The machine overlords of the future may now, if it pleases them, eliminate all black and white imagery from the history of their meat-based former masters. All they’ll need is this system from Berkeley computer scientist Richard Zhang, which allows a soulless silicon sentience to “hallucinate” colors into any monochrome image.
It uses what’s called a convolutional neural network (several, actually) — a type of computer vision system that mimics low-level visual systems in our own brains in order to perceive patterns and categorize objects. Google’s DeepDream is probably the most well-known example of one. Trained by examining millions of images of— well, just about everything, Zhang’s system of CNNs recognizes things in black and white photos and colors them the way it thinks they ought to be.

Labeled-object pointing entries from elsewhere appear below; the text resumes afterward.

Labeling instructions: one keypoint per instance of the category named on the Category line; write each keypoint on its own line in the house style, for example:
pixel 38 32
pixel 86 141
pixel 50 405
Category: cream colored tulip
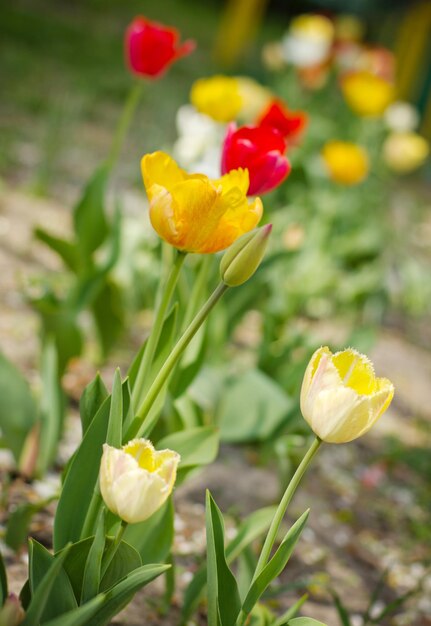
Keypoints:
pixel 341 398
pixel 136 479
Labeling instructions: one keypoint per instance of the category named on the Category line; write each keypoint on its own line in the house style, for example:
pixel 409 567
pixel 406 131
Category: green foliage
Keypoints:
pixel 18 411
pixel 223 597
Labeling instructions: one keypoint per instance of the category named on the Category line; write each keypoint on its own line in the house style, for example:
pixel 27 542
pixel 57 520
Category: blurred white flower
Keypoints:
pixel 308 41
pixel 401 116
pixel 199 144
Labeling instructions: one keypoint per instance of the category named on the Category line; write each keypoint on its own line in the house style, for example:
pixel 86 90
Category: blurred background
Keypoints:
pixel 348 266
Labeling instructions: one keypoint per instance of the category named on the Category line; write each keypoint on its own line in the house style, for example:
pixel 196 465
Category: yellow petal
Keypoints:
pixel 159 168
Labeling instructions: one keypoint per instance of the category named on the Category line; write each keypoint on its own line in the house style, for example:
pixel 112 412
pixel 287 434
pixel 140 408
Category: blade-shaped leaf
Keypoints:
pixel 91 400
pixel 120 595
pixel 115 423
pixel 223 597
pixel 153 538
pixel 80 481
pixel 51 590
pixel 257 523
pixel 276 565
pixel 80 616
pixel 91 576
pixel 51 408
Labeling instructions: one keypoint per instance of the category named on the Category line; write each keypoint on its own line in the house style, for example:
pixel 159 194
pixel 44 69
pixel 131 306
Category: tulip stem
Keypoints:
pixel 113 547
pixel 144 425
pixel 164 298
pixel 127 113
pixel 280 513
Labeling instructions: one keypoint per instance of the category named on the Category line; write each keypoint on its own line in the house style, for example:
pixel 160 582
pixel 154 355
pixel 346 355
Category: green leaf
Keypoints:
pixel 120 595
pixel 126 559
pixel 284 619
pixel 65 249
pixel 305 621
pixel 51 592
pixel 276 565
pixel 51 408
pixel 251 528
pixel 109 314
pixel 91 576
pixel 18 411
pixel 3 581
pixel 153 538
pixel 253 407
pixel 91 400
pixel 80 481
pixel 223 597
pixel 81 616
pixel 89 219
pixel 196 446
pixel 115 423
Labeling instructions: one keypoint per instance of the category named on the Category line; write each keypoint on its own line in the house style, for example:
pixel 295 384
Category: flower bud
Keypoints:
pixel 341 398
pixel 136 480
pixel 242 259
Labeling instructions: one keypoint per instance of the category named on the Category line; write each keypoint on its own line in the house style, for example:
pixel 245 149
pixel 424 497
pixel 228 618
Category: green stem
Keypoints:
pixel 145 426
pixel 124 123
pixel 278 517
pixel 282 507
pixel 164 298
pixel 111 551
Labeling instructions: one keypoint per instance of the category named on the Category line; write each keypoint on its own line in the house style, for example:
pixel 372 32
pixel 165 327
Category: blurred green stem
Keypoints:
pixel 142 426
pixel 163 299
pixel 279 515
pixel 124 123
pixel 111 551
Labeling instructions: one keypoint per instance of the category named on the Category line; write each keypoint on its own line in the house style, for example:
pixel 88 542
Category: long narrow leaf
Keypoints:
pixel 41 595
pixel 223 598
pixel 276 564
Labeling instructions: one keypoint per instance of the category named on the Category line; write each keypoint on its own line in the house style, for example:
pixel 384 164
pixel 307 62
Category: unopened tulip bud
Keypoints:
pixel 341 398
pixel 242 259
pixel 136 480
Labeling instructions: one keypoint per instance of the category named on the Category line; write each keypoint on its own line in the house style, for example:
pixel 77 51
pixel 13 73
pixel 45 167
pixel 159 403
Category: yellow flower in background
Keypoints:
pixel 367 94
pixel 405 152
pixel 193 212
pixel 136 480
pixel 341 398
pixel 218 96
pixel 347 163
pixel 254 98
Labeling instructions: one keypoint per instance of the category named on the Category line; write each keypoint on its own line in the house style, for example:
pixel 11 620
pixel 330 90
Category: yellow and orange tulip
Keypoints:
pixel 193 212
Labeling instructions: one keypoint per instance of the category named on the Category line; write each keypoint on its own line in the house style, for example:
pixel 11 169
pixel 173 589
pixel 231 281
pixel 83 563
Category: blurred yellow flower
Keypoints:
pixel 193 212
pixel 254 98
pixel 347 163
pixel 136 480
pixel 405 152
pixel 218 96
pixel 341 398
pixel 367 94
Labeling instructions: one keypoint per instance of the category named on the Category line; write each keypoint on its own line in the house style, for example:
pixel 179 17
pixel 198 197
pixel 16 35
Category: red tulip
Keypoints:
pixel 261 151
pixel 289 123
pixel 151 47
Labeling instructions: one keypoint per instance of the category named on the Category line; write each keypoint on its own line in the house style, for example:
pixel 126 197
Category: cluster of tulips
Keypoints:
pixel 115 499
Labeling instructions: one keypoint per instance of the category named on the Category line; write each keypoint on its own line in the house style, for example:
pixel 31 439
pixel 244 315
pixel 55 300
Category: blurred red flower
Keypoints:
pixel 260 150
pixel 151 47
pixel 290 124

Grass, for instance, has certain features — textures, common locations in images, certain other things often found on or near it. And grass is usually green, right? So when the network thinks it recognizes grass, it colors that region green. The same thing occurs for recognizing certain types of butterflies, building materials, flowers, the nose of a certain breed of dog and so on.
In the paper describing the system, Zhang describes this recognition and color assignment process as “hallucination,” and really, the term is apt: It’s seeing things that aren’t actually there. It’s actually quite similar to the way we humans would colorize something: We compare the shapes and patterns to what we’ve seen before and pick the most appropriate crayon (or hex value).
The results are naturally a mixed bag (as the results of AI systems frequently are), and the idea of colorizing Ansel Adams’ photos is repellent to me (they look like Thomas Kinkades; Henri Cartier-Bresson likewise fares poorly), but really, it’s hard to call them anything but a success. Zhang and his colleagues tested the system’s efficacy by asking people to choose between two color versions of a monochrome image: the original and the fruit of the neural network’s labor. People actually chose the latter 20 percent of the time, which doesn’t sound like much, but is in fact better than previous colorization efforts.
The paper has plenty of technical info, but also lots of interesting examples of how and when the system failed, when it was most and least convincing, and all that. Check it out (and some of the other papers it references) for fresh conversation fodder to share with your computer vision expert friends this weekend.